Woodworking Tool Tips: The Jointer

Do you struggle making your glue up joints perfectly straight? Perhaps you have trouble creating invisible glue lines on your projects. An easy way to remedy this problem is with a jointer. Once you have a jointer in your wood shop, you will never remember how you created any project without one!

Because a jointer is not considered one of the essential, bare minimum tools you may want to wait until you have the basics of your wood shop in place before you consider the addition of a jointer.

An experienced wood worker will tell you that you can create beautiful projects without a jointer, but it is much easier to create a professional finished look with this tool.

A jointer does just what its name implies. It is a tool that creates perfectly straight edges and ends that can be glued up to create perfect, seamless joints. This in itself is an excellent reason to own a jointer, because it can be very frustrating to try and make perfect joints without one, however, a jointer can do so much more.

Jointers can also be used as thickness planers with relatively good results. This tool is most effective in this manner in creating smooth boards or facing boards. The jointer is also perfectly suited for rabbeting, which is creating a step cut on the face of a board. This can be accomplished by removing the guard on the first blade. If you have a thickness planer in your shop as well as a jointer, you will likely use the jointer first to create a smooth edge before feeding the material into the planer. These two tools complement each other very well.

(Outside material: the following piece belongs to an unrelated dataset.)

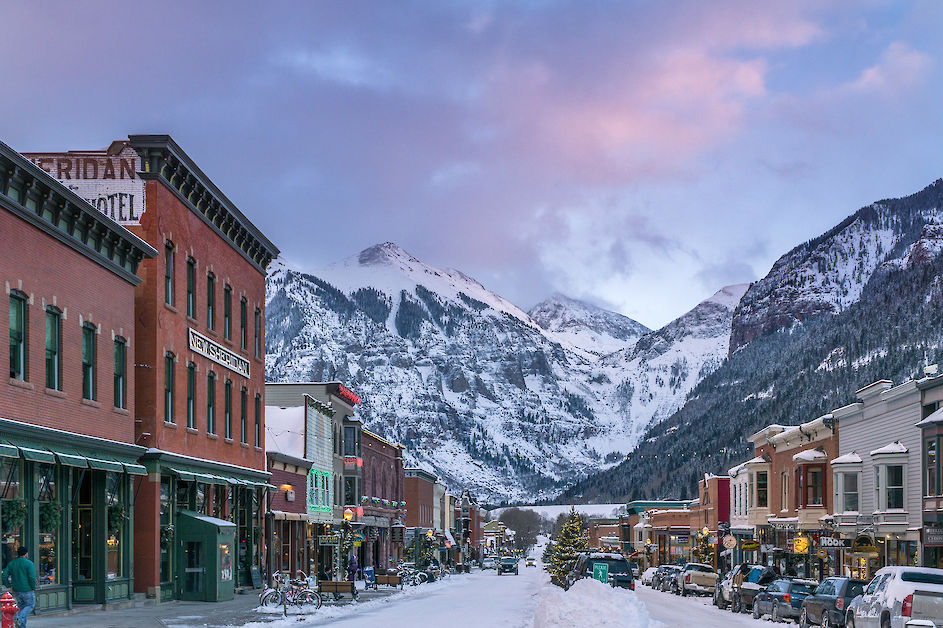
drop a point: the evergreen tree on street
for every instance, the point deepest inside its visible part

A jointer is made up of three blades. The front blade can be easily adjusted to account for various depths of the cuts. You can choose between a bench top jointer and a free standing jointer. For a suitable home use, you will want to get a jointer that falls into the 4 to 8 inch range; however you can find jointers that are 12 inches.

It is important to consider the length of a jointer before choosing one for your shop. If you plan on cutting long material, you will require a larger jointer that has a longer table area. If you plan on using this tool a great deal, purchase the largest one, with as much power as you can afford and will fit into your shop.